# [SOLVED] Sony Vegas reoccuring issue



## AngelinaSkye (Apr 12, 2009)

I have Vegas Pro 9 and have a strange problem with my video playing fine in the preview screen when prerendered but when I go to actually render the video there are a few clips that are showing up as black during playback. In the timeline they appear fine and I have tried numerous times to re cut the clip and replace it which seems to work up until I notice that they have once again just rendered as blank black spots. Its not a problem with the individual clips as it is not happening to the same clips each time. 

Any Help?:4-dontkno


----------



## Laxer (Dec 28, 2010)

*Re: Sony Vegas reoccuring issue*

I have had this happen when the clips were deleted or "busy"

make sure all other programs that might be accessing the clips are closed.

What are your render settings right now?


----------



## AngelinaSkye (Apr 12, 2009)

*Re: Sony Vegas reoccuring issue*

Ok I've brought some visual aides this time to help illustrate the issue.

Here is a screenshot of my render settings as well as the full timeline in the video









here http://www.youtube.com/watch?v=u9gdsU2NnSQ

You can see that all the clips in the timeline appear fine but there are obvious black spots in the actual video.


----------



## zuluclayman (Dec 16, 2005)

*Re: Sony Vegas reoccuring issue*

You have that video set to private - if you want us to see it make it to unlisted and post the link, it will then be acessible to those that have the link - NOTE: that will be anyone who reads this thread.

What bitrate are you rendering out with?


----------



## AngelinaSkye (Apr 12, 2009)

*Re: Sony Vegas reoccuring issue*

 OMG so sorry, didn't realize I didn't change the video to public.... I thought I did at the same time as renaming it to "don't watch...."
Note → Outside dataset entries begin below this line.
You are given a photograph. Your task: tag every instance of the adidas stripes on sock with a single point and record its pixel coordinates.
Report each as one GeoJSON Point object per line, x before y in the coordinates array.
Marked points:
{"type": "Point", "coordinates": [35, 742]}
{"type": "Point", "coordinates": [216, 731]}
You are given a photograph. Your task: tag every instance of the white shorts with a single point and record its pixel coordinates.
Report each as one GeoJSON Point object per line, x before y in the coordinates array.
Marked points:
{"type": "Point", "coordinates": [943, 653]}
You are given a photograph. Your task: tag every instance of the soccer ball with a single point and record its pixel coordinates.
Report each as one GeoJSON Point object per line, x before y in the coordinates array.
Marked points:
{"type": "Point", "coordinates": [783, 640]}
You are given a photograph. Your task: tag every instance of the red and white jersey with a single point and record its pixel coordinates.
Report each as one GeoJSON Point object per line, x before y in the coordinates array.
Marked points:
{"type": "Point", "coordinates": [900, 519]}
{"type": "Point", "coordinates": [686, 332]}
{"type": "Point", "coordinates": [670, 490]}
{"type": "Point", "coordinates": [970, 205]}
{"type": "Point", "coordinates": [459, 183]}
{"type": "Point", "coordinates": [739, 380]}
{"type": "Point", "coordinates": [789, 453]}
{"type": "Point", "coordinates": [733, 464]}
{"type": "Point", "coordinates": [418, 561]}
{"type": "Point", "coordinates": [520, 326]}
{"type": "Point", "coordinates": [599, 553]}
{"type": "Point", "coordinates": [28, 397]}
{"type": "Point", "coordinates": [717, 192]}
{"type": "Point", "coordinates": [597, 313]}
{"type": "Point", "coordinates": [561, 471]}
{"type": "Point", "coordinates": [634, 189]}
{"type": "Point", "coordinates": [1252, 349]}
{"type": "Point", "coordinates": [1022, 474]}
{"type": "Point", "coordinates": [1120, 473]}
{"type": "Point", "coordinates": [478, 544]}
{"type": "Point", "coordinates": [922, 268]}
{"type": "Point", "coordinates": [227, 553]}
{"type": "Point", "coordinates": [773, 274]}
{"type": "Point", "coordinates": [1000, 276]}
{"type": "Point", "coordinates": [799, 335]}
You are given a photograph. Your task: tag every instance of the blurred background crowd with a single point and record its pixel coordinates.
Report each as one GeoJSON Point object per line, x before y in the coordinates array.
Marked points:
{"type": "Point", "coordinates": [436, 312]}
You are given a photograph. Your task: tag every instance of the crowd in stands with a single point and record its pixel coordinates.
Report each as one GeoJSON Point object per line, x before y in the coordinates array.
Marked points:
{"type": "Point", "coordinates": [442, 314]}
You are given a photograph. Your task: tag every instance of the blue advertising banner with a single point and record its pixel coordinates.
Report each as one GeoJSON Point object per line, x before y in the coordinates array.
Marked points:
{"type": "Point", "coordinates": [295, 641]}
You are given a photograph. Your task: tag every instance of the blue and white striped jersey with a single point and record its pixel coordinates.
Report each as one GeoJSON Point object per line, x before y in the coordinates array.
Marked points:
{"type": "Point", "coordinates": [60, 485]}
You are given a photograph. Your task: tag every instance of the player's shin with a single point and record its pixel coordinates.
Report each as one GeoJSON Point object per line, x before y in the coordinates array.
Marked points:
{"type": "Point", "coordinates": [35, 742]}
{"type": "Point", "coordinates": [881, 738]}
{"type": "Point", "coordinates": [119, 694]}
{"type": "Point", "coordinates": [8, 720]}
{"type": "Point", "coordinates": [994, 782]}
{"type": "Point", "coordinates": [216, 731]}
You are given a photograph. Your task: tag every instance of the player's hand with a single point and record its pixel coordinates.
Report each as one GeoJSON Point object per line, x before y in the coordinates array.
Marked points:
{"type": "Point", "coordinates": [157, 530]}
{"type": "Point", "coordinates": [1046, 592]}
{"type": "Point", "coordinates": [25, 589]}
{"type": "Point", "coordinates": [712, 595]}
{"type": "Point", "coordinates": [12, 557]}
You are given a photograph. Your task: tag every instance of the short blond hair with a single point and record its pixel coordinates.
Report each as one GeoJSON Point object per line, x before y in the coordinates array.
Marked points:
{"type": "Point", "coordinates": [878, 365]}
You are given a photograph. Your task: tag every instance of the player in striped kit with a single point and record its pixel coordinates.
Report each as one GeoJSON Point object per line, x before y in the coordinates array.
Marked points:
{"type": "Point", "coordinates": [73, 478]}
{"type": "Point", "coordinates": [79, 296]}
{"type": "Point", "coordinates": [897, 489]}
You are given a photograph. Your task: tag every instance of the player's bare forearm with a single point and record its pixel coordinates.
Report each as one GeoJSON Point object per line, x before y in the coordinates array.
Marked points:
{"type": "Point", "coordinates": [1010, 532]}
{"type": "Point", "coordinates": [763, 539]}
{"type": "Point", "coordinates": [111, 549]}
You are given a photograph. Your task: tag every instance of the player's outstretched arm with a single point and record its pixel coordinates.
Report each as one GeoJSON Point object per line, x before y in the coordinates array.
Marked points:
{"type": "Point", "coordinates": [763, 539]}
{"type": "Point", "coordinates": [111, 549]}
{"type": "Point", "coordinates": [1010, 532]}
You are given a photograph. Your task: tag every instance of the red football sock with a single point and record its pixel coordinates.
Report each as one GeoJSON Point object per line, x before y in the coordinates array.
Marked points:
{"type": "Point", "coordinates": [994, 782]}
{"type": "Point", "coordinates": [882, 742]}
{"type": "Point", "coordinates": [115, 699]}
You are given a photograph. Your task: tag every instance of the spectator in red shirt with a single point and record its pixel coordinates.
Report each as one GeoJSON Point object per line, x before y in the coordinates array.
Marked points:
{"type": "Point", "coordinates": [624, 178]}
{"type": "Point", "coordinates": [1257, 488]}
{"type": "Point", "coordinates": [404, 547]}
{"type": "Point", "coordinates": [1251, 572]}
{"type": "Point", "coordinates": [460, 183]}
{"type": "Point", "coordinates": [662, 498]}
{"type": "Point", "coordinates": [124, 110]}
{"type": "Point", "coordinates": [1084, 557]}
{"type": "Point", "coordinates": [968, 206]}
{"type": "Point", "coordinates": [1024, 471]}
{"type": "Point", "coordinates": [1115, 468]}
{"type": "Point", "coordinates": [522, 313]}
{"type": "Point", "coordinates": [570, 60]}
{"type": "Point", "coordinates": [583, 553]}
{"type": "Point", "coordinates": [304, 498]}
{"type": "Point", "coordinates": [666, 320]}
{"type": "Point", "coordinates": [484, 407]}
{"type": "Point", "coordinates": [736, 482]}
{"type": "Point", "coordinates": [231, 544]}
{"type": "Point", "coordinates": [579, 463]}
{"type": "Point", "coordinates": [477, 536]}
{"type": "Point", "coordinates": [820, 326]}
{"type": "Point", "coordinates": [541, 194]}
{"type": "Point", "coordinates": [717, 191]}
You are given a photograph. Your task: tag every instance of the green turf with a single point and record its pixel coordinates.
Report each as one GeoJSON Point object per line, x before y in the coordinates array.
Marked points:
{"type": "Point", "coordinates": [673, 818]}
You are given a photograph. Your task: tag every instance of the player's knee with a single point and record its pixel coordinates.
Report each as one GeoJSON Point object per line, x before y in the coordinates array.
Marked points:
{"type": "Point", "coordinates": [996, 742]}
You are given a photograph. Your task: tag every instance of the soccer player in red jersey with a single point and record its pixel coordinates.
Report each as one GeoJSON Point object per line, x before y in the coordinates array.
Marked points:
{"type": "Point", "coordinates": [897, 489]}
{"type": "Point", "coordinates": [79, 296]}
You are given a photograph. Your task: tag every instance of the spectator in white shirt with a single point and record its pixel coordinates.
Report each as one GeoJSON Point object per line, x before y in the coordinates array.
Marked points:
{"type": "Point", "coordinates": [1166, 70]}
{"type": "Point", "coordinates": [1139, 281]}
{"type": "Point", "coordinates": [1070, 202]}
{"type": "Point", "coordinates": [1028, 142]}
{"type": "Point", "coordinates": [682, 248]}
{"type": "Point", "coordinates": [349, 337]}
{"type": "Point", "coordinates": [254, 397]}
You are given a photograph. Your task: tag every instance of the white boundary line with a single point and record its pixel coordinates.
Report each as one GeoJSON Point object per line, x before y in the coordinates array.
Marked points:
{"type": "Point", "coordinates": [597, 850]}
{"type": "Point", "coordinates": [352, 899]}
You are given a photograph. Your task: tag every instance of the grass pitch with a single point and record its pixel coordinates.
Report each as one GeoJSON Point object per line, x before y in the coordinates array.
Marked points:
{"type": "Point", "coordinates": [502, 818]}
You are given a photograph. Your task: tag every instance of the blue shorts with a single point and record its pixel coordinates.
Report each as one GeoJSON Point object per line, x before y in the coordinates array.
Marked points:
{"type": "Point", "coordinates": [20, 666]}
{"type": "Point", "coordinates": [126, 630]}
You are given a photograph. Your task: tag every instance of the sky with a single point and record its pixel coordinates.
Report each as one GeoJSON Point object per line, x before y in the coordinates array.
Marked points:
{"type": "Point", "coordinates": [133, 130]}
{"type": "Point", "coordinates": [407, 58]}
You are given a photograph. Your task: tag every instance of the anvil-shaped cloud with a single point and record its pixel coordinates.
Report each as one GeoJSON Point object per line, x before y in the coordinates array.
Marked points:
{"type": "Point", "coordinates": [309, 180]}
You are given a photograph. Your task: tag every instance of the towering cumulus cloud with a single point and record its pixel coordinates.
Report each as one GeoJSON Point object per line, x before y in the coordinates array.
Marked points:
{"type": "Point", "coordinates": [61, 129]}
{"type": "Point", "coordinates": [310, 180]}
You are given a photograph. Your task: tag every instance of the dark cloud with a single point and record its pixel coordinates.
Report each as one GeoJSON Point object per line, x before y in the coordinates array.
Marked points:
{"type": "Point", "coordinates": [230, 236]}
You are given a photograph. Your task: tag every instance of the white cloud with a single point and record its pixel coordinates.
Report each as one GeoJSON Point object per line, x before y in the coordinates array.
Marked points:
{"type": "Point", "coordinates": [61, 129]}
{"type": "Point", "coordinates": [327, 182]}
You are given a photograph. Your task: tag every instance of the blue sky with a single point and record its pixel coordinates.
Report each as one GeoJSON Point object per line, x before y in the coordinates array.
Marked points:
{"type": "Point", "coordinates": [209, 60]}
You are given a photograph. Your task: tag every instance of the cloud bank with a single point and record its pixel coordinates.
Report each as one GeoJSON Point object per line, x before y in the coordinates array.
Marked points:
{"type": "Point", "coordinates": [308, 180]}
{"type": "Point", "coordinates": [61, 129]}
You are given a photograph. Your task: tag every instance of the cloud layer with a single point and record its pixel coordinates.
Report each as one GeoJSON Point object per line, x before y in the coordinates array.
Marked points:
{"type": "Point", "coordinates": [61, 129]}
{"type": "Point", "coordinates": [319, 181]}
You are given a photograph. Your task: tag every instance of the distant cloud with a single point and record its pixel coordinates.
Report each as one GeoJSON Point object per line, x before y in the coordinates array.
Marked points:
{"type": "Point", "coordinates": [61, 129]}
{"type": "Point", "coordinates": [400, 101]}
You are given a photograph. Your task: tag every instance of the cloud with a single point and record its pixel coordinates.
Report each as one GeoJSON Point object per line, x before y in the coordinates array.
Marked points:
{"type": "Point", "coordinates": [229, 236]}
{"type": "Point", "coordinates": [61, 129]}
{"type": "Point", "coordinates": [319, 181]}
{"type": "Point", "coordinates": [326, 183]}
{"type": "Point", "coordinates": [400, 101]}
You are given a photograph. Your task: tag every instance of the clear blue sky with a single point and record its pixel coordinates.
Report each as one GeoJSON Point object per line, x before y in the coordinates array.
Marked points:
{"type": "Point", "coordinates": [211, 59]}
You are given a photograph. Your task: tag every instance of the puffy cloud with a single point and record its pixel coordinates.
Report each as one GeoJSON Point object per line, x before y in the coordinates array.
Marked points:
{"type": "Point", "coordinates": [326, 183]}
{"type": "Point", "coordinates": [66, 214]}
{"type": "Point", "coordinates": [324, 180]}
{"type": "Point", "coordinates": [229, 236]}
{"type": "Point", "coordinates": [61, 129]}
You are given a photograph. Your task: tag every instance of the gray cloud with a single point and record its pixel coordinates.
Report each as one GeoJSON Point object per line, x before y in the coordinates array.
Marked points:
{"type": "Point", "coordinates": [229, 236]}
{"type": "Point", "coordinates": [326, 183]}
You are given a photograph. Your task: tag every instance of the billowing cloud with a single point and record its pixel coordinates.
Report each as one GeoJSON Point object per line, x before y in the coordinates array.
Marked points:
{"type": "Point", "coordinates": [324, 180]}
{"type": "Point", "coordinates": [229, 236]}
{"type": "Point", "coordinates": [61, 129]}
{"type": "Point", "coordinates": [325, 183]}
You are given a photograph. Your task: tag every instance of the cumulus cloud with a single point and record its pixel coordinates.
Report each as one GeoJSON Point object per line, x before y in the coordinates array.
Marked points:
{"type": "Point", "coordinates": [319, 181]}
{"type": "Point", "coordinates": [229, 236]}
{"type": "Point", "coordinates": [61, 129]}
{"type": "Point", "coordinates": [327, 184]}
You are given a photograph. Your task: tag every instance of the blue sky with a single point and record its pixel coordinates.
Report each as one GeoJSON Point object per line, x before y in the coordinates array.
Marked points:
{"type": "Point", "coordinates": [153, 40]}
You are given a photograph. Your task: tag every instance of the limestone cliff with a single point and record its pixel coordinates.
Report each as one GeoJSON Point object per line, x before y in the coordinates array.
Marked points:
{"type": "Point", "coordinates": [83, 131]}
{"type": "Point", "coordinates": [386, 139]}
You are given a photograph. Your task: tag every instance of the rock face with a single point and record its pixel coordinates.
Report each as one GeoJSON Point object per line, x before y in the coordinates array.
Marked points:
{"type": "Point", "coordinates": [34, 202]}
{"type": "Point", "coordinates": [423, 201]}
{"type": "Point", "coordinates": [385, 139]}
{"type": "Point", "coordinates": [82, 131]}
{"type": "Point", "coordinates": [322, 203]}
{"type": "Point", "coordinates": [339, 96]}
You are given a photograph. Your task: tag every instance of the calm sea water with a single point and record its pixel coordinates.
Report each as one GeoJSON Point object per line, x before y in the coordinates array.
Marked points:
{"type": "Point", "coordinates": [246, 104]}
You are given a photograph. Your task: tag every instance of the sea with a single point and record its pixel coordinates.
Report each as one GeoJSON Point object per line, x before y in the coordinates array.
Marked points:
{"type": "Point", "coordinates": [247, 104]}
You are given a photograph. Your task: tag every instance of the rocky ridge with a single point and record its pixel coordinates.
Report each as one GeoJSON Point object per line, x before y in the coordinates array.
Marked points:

Here are the project settings (hope thats the information u need, if not let me know)










and you should be able to see that video now. 


The unlisted option is no longer available to me unfortunately so I had no choice but to just set it to public.


----------



## zuluclayman (Dec 16, 2005)

*Re: Sony Vegas reoccuring issue*

I was after your export settings not project settings.

A couple of really basic things to recheck:

There are actually clips missing? - if you haven't nudged the clips up against each other completely in the timeline there will be a momentary black bit - hard to tell from your screenshot if the clips are all aligned up against each other.

You say it happens to random clips not the same ones - is there any link between the clips that do play up? eg: are they from the same source? are they a different file format to others that are stable?

When played in the project using the Vegas preview monitor it all plays fine? then before rendering is there any other steps you take?


----------



## AngelinaSkye (Apr 12, 2009)

*Re: Sony Vegas reoccuring issue*

Sorry to just abandon this thread but the problem seemingly fixed itself after restarting but unfortunately since then I've had other issues to deal with. Not long after that issue fixed itself I started getting a random black screen while rendering videos.

I've described the issue in more detail here:

http://www.techsupportforum.com/for...tops-responding-a-few-times-a-day-571988.html

Pretty sure this black screen issue is hardware related which is why I've posted in the video card section but I'm open to any further input from anyone that can help with either issue of the mysterious black clips that correct themselves or the current problem


----------